Sejauh ini, dua kandidat – Frank Habineza, pemimpin partai oposisi Partai Hijau Demokrat Rwanda, dan Diane Rwigara, figur oposisi yang dicekal dari pemilu 2017 – telah mengajukan dokumen pencalonan presiden mereka ke Komisi Pemilihan Nasional, menetapkan niat mereka untuk maju. Badan tersebut dapat menerima dokumen mereka tetapi memiliki kekuatan untuk menolak atau membatalkan pencalonan mereka nanti.
Victoire Ingabire, kritikus vokal Tuan Kagame, juga menyatakan minatnya untuk maju, meskipun, pada bulan Maret, pengadilan Rwanda memblokirnya dari ikut serta dalam kontes, dengan alasan vonisnya sebelumnya atas terorisme dan penyangkalan genosida. Nyonya Ingabire dijatuhi hukuman penjara 15 tahun tetapi Tuan Kagame memperpendek masa tahanannya pada tahun 2018. Pada April, dia mengajukan kasus di Pengadilan Hak Asasi Manusia Afrika Timur menantang putusan terbaru dari pengadilan Rwanda.
Komisi pemilihan diharapkan mengumumkan daftar final kandidat presiden pada pertengahan Juni.
Komisi Pemilihan menyatakan bahwa sekitar 9,5 juta orang telah terdaftar untuk memilih dalam pemilihan presiden dan parlemen tahun ini. Hingga dua juta di antaranya adalah pemilih baru.

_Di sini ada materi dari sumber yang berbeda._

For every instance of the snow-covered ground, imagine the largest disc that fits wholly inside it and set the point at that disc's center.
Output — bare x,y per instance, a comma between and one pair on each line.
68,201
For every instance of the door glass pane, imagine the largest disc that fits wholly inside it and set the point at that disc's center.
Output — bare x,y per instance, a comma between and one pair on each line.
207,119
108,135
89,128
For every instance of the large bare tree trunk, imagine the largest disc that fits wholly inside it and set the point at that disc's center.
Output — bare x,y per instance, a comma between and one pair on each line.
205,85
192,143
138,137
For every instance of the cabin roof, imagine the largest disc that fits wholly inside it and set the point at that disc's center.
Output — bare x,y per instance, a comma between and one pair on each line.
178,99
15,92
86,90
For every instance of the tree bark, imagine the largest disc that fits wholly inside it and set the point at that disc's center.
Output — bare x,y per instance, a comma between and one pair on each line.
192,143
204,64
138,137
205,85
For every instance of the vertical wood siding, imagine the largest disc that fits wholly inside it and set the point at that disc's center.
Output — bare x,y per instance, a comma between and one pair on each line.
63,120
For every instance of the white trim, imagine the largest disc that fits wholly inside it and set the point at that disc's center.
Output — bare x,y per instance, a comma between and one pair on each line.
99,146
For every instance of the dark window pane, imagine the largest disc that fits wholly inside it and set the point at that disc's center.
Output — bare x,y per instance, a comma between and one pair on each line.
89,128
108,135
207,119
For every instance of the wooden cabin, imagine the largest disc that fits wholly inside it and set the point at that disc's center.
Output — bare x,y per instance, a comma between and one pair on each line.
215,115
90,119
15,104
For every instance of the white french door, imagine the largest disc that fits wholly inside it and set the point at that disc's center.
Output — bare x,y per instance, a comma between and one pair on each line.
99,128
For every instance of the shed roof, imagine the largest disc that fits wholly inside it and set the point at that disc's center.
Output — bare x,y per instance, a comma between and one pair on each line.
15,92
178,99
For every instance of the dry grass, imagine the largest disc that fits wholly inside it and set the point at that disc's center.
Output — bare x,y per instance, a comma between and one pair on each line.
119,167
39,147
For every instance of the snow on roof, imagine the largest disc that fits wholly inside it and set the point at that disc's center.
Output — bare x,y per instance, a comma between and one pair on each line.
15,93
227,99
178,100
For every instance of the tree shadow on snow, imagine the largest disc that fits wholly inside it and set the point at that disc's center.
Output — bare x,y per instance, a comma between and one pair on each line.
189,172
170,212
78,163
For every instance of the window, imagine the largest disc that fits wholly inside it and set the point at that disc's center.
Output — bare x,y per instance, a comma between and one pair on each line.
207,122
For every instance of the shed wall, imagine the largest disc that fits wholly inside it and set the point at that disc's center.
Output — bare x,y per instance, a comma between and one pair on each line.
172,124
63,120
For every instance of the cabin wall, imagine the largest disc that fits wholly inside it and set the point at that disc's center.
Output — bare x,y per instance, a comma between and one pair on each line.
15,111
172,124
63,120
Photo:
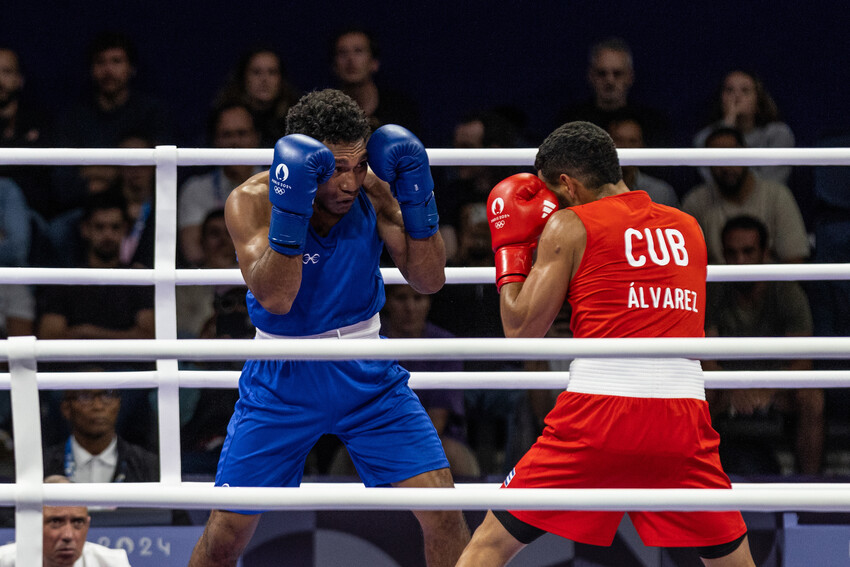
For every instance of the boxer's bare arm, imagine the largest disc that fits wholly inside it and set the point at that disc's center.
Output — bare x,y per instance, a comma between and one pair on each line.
273,278
422,262
529,308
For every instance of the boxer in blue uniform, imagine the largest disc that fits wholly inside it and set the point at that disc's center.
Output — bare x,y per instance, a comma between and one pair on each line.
309,235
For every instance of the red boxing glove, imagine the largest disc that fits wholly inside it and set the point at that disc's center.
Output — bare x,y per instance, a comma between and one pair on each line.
517,211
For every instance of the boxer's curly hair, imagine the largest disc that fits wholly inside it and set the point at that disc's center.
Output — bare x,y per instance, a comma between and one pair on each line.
329,116
581,150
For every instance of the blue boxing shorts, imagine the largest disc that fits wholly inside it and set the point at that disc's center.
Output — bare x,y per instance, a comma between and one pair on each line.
285,406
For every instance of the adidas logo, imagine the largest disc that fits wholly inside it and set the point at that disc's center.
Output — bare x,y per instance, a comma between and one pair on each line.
548,207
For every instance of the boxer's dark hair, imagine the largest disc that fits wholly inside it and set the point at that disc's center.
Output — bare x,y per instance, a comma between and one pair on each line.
374,48
330,116
581,150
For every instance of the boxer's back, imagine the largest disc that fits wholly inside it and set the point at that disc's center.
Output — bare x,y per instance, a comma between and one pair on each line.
642,273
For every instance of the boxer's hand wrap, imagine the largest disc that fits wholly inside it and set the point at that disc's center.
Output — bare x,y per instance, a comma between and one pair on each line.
517,210
299,166
399,158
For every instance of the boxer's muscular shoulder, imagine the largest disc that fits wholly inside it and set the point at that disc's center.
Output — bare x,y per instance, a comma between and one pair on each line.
250,200
565,227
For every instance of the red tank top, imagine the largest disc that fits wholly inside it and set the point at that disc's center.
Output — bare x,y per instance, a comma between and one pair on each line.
642,273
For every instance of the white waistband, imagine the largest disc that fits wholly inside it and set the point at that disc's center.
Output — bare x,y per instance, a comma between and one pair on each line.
638,377
368,329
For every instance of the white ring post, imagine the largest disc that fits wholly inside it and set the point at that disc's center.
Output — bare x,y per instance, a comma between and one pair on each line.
165,274
29,463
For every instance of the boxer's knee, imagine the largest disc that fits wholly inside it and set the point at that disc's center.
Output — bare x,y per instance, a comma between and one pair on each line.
225,537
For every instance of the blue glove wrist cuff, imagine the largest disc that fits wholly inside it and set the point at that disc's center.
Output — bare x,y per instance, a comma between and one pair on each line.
287,232
421,220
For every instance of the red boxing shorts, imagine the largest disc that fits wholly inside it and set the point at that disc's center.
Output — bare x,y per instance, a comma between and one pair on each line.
599,441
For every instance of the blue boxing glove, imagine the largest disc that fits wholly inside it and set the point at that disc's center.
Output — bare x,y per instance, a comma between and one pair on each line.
399,158
299,166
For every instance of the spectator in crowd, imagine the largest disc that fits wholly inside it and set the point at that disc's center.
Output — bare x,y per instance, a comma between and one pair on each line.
527,423
611,76
472,310
205,412
94,452
356,60
744,104
761,309
468,185
195,304
405,315
734,190
64,543
138,185
22,125
260,82
627,133
96,311
230,126
111,109
15,228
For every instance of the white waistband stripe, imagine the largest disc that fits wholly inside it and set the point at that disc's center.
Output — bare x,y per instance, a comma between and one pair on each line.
368,329
637,377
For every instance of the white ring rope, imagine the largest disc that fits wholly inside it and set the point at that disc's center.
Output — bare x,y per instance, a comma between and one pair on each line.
170,492
454,275
436,156
351,496
441,349
500,380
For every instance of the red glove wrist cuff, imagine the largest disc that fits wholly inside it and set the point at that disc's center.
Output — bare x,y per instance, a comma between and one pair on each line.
513,263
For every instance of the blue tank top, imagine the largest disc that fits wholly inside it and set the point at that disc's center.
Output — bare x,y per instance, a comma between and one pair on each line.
341,280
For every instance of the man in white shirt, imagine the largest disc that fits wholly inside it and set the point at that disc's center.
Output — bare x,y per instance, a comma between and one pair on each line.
94,452
64,543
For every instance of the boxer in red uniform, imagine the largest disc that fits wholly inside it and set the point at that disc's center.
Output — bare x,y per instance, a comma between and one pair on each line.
629,268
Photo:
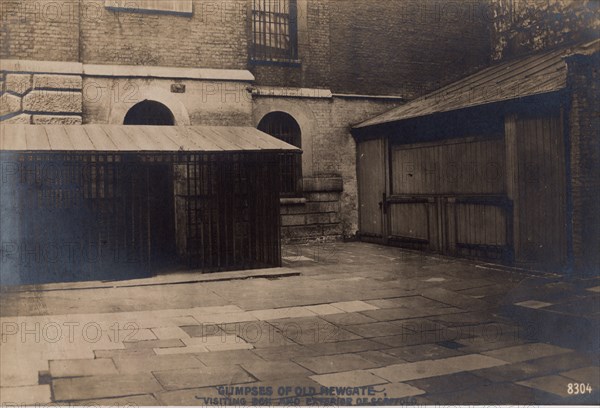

Pemilihan akan berlangsung selama tiga hari. Pada 14 Juli, penduduk Rwanda yang tinggal di luar negeri akan mulai memberikan suara di kedutaan dan misi diplomatik negara tersebut. Pada 15 Juli, pemilih di Rwanda akan pergi ke tempat pemungutan suara untuk memilih presiden dan 53 dari 80 kursi di DPR. Pada 16 Juli, 27 anggota sisanya, yang mencakup wakil pemuda dan penyandang cacat, akan dipilih.
Komisi Pemilihan akan mempublikasikan hasil pemilihan sementara pada 20 Juli. Mereka akan mengumumkan hasil akhir pada 27 Juli, sekitar dua minggu setelah hari pemungutan suara.